Working the Steps

I’ve always had an approach-avoidance relationship with working the Steps. I always feel great after having done some writing on a Step, but it can take quite a long time for me to stop the squirrel cage long enough to actually sit down and start writing. The fact that I took five years to work the first three Steps in the program tells me that I wasn’t in any great hurry to recover from my self-destructive behaviors and attitudes.

Over my years in SA, I’ve become much more motivated and disciplined than I was in my former six-tenths-of-a-Step-per-year mode, but I still often need a kind of jump-start with the writing. I found a simple little ritual (which I must have heard at a meeting) that helps me progress in my Step writing but with relatively little pain involved. Here’s what I do.

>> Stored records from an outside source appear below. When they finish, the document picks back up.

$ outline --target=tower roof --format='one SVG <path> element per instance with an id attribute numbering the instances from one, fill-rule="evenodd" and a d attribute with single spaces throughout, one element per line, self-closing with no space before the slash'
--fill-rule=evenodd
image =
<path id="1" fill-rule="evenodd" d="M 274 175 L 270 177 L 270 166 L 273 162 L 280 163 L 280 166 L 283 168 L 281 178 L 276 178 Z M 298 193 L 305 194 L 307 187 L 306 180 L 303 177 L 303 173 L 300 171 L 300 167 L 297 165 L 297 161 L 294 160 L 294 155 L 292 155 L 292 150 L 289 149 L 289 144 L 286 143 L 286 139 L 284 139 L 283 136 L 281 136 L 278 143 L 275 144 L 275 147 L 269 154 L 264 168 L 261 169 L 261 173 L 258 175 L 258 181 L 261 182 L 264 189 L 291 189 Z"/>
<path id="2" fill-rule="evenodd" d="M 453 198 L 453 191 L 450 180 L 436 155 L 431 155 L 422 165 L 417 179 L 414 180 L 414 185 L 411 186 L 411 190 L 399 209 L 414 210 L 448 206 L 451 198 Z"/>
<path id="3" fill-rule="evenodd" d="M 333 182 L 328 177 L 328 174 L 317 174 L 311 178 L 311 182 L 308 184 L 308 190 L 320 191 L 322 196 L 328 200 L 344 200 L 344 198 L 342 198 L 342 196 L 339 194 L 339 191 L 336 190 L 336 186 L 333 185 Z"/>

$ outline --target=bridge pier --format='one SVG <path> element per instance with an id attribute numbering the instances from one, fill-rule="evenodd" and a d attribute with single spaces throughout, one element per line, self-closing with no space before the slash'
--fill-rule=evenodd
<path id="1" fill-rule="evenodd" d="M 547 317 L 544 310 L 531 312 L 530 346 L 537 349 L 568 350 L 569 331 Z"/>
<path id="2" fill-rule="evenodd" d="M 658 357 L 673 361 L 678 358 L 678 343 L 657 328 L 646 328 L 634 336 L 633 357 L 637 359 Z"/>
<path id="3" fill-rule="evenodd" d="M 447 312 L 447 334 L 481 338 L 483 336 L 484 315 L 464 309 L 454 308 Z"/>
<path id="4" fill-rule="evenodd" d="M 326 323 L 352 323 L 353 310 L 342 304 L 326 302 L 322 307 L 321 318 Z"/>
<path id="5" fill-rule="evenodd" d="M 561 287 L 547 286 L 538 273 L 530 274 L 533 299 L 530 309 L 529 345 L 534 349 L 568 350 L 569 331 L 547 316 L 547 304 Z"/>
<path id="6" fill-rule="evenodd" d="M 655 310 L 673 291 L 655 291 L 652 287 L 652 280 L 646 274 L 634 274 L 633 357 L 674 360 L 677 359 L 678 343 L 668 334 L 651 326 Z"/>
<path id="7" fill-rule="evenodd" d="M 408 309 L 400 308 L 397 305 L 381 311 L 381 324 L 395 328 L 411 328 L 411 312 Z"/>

I get out the materials I normally use (pen, paper, Step guide, Big Book, White Book), set the timer on my watch to ten minutes, sit down, and begin. I work until the alarm goes off and then stop. The main thing for me is to sit in front of the blank page while pondering my question or topic. If I write something, that’s great; if I write nothing but get closer to the subject (the truth about me), that’s fine too. The main thing is to do some Step work as opposed to zero work. I figure that sitting in front of a piece of paper for ten minutes is a realistically achievable goal. Since I spend ten minutes several times a day just staring into space, I know that this ten really isn’t going to cause too much damage to my day.

After the alarm sounds, I ask myself if I’d like to stop now or continue writing. If I stop, at least I know that I’ve done something good for my recovery that day. If I continue, so much the better, but either way, I always feel good about having been willing to do something to live in the solution that day.

Another thing I do: if I’m going to be out where I might have to spend time waiting in an office, bank, or shopping center I carry my pocket-sized Step writing book and a photocopy of my Step guide in my pocket. Thus I always have it handy to work on if I “get stuck” somewhere. I’ll often do this when my wife and I plan to be out shopping. If she stops into a store to browse for something for herself, I’ll just sit on a bench outside and work on my Step. We’ve both agreed beforehand that this is okay.